Zhang Lu-Ming, Sheng Yichuan
Key Laboratory of Crop Harvesting Equipment Technology of Zhejiang Province, Jinhua Polytechnic, Zhejiang, Jinhua 321007, China.
Hithink RoyalFlush Information Network Co., Ltd., Zhejiang, Hangzhou, China.
Appl Bionics Biomech. 2022 Sep 23;2022:2188152. doi: 10.1155/2022/2188152. eCollection 2022.
Generative adversarial network (GAN)-guided visual quality evaluation means scoring GAN-propagated portraits to quantify the degree of visual distortions. In general, there are very few image- and character-evaluation algorithms generated by GAN, and the algorithm's athletic ability is not capable. In this article, we proposed a novel image ranking algorithm based on the nearest neighbor algorithm. It can obtain automatic and extrinsic evaluation of GAN procreate images using an efficient evaluation technique. First, with the support of the artificial neural network, the boundaries of the variety images are extracted to form a homogeneous portrait candidate pool, based on which the comparison of product copies is restricted. Subsequently, with the support of the -nearest neighbors algorithm, from the unified similarity candidate pool, we extract the most similar concept of K-Emperor to the generated portrait and calculate the portrait quality score accordingly. Finally, the property of generative similarity that produced by the GAN models are trained on a variety of classical datasets. Comprehensive experimental results have shown that our algorithm substantially improves the efficiency and accuracy of the natural evaluation of pictures generated by GAN. The calculated metric is only 1/9-1/28 compared to the other methods. Meanwhile, the objective evaluation of the GAN and human consistency has increased by more than 80% in line with human visual perception.

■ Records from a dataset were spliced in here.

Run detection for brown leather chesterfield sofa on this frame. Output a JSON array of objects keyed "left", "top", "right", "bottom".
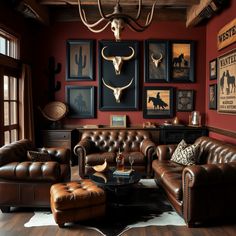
[
  {"left": 74, "top": 130, "right": 156, "bottom": 177},
  {"left": 152, "top": 137, "right": 236, "bottom": 227},
  {"left": 0, "top": 139, "right": 71, "bottom": 212}
]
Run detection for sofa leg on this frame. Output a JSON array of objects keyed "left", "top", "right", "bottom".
[{"left": 1, "top": 206, "right": 11, "bottom": 213}]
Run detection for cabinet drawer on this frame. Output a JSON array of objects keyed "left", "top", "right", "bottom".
[{"left": 43, "top": 132, "right": 71, "bottom": 140}]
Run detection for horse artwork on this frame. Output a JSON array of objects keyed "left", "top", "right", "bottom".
[
  {"left": 171, "top": 41, "right": 194, "bottom": 82},
  {"left": 148, "top": 97, "right": 168, "bottom": 110},
  {"left": 144, "top": 87, "right": 173, "bottom": 118}
]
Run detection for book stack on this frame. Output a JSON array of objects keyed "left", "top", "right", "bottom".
[{"left": 113, "top": 169, "right": 133, "bottom": 176}]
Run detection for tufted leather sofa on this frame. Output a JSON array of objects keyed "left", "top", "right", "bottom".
[
  {"left": 152, "top": 137, "right": 236, "bottom": 227},
  {"left": 0, "top": 139, "right": 71, "bottom": 212},
  {"left": 74, "top": 130, "right": 155, "bottom": 177}
]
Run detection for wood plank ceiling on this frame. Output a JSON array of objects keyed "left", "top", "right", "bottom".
[{"left": 16, "top": 0, "right": 229, "bottom": 27}]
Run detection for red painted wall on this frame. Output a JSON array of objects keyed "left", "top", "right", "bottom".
[
  {"left": 206, "top": 1, "right": 236, "bottom": 144},
  {"left": 35, "top": 22, "right": 206, "bottom": 126}
]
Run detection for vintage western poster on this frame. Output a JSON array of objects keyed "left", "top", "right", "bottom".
[{"left": 217, "top": 49, "right": 236, "bottom": 114}]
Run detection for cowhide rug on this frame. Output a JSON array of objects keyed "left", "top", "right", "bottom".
[{"left": 24, "top": 179, "right": 186, "bottom": 236}]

生成对抗网络(GAN)引导的视觉质量评估是指对GAN生成的人像进行评分,以量化视觉失真程度。一般来说,由GAN生成的图像和人物评估算法非常少,且该算法的性能不佳。在本文中,我们提出了一种基于最近邻算法的新型图像排序算法。它可以使用高效的评估技术对GAN生成的图像进行自动和客观的评估。首先,在人工神经网络的支持下,提取各种图像的边界以形成一个同质的人像候选池,在此基础上限制产品副本的比较。随后,在K近邻算法的支持下,从统一的相似性候选池中,提取与生成的人像最相似的K个概念,并据此计算人像质量得分。最后,在各种经典数据集上对GAN模型产生的生成相似性属性进行训练。综合实验结果表明,我们的算法显著提高了对GAN生成图片进行自然评估的效率和准确性。与其他方法相比,计算出的指标仅为其1/9 - 1/28。同时,GAN的客观评估与人类的一致性符合人类视觉感知,提高了80%以上。